Je note d’ailleurs, que le Président de la République a eu l’occasion d’indiquer qu’à titre personnel, il ne serait pas choqué d’une telle évolution. Dans ces conditions, je ne doute pas que vous aurez à cœur d’en faire une des questions essentielles de vos débats, notamment lors de votre convention nationale qui se tiendra à la mi-octobre.

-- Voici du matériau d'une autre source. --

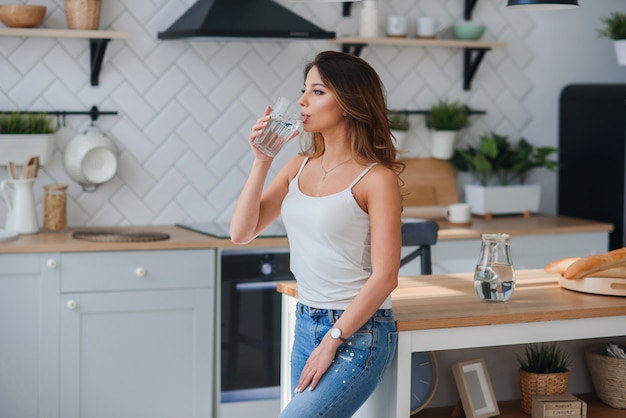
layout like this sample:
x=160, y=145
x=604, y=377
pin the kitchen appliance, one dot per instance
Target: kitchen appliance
x=242, y=18
x=592, y=153
x=250, y=325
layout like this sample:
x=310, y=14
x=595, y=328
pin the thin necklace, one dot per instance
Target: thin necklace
x=328, y=171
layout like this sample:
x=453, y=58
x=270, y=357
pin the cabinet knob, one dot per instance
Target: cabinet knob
x=51, y=263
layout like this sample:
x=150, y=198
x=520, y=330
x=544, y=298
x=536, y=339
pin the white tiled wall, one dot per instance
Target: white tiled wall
x=185, y=106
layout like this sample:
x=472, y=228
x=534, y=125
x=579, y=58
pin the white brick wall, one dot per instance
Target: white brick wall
x=185, y=106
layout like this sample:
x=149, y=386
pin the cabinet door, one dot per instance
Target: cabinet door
x=137, y=354
x=28, y=335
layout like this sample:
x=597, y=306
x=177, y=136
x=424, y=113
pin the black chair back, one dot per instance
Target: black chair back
x=422, y=234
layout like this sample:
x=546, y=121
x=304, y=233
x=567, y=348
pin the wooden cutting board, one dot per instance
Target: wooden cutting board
x=610, y=286
x=428, y=182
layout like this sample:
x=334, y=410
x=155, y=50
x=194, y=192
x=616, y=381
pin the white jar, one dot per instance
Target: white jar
x=369, y=20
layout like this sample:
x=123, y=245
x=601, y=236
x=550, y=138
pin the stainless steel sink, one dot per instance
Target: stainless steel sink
x=119, y=235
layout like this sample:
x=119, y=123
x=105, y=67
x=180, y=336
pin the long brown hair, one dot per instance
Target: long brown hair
x=361, y=95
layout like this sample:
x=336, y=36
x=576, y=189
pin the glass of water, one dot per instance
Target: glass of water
x=284, y=124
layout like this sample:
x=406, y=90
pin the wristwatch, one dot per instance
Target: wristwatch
x=335, y=334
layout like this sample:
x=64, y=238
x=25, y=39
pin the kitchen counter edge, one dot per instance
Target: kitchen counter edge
x=181, y=238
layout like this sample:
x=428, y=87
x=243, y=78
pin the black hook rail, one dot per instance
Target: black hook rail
x=94, y=113
x=425, y=112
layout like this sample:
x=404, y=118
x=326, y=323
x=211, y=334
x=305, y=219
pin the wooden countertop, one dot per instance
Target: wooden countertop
x=181, y=238
x=449, y=301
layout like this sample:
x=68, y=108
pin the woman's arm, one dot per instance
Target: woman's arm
x=381, y=196
x=256, y=208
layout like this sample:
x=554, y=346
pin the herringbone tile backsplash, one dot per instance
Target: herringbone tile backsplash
x=185, y=107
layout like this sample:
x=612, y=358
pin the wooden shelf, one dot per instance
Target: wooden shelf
x=443, y=43
x=98, y=40
x=473, y=51
x=513, y=409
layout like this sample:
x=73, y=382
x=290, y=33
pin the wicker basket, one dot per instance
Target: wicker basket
x=608, y=375
x=83, y=14
x=540, y=384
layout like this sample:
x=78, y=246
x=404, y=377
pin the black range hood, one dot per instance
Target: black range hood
x=242, y=19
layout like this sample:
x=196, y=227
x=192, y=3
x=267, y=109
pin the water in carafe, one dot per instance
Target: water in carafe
x=494, y=277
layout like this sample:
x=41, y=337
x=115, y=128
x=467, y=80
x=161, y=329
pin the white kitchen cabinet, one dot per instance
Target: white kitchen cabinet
x=136, y=334
x=28, y=337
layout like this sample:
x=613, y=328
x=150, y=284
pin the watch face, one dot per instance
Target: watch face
x=424, y=378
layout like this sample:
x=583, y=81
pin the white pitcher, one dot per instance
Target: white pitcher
x=21, y=209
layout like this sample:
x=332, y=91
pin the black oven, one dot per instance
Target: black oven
x=250, y=323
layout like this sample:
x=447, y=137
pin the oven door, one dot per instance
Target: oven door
x=250, y=323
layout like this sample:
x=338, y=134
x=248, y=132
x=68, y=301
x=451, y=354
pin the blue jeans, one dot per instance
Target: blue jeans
x=358, y=367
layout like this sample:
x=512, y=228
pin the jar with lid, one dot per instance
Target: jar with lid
x=494, y=277
x=55, y=207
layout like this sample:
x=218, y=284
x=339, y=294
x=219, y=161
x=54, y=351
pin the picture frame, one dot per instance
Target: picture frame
x=474, y=386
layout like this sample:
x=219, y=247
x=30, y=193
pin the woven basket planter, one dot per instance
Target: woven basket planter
x=540, y=384
x=608, y=375
x=83, y=14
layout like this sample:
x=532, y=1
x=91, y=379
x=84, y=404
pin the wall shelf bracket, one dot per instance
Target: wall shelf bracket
x=471, y=64
x=345, y=11
x=469, y=8
x=97, y=48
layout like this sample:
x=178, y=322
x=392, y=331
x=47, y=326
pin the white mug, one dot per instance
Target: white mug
x=396, y=26
x=458, y=213
x=426, y=27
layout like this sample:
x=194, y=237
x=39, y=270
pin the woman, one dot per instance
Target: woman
x=340, y=203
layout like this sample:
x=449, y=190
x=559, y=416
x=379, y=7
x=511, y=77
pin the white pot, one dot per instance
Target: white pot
x=499, y=200
x=443, y=144
x=19, y=148
x=620, y=51
x=90, y=159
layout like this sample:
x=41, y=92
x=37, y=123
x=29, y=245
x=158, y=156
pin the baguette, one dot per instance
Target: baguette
x=595, y=263
x=560, y=265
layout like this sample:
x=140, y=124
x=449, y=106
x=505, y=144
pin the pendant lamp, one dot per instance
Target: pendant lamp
x=543, y=4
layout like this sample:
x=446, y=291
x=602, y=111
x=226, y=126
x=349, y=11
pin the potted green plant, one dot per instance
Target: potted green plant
x=501, y=168
x=445, y=119
x=399, y=125
x=543, y=371
x=23, y=135
x=615, y=28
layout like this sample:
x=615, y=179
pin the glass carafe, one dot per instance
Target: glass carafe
x=494, y=277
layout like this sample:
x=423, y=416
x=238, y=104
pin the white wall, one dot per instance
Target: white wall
x=185, y=106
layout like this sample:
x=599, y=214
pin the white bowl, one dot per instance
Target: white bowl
x=90, y=158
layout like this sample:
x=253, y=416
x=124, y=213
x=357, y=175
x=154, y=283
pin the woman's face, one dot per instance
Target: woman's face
x=320, y=111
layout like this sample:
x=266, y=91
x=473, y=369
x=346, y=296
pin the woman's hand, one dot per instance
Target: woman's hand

Quoiqu’il en soit, le temps me semble venu de faire progresser les réflexions de chacun sur la base d’un texte. Non pas qu’à ce stade je vous annonce un dépôt d’un projet de loi ; ce serait prématuré. Mais au point où nous en sommes, le cadre général et les différentes exigences à prendre en compte ayant été expertisés par M. Prada et éclairés par vos réactions, en particulier ce matin, c’est au regard d’un dispositif précis que nous pourrons prendre définitivement parti. J’ai donc demandé au directeur des affaires civiles et du Sceau, que je remercie d’avoir animé cette table-ronde, de préparer un avant- projet qui sera soumis, au cours de l’automne, à votre appréciation ainsi qu’à celle de tous les acteurs qui se sont mobilisés depuis quelques semaines.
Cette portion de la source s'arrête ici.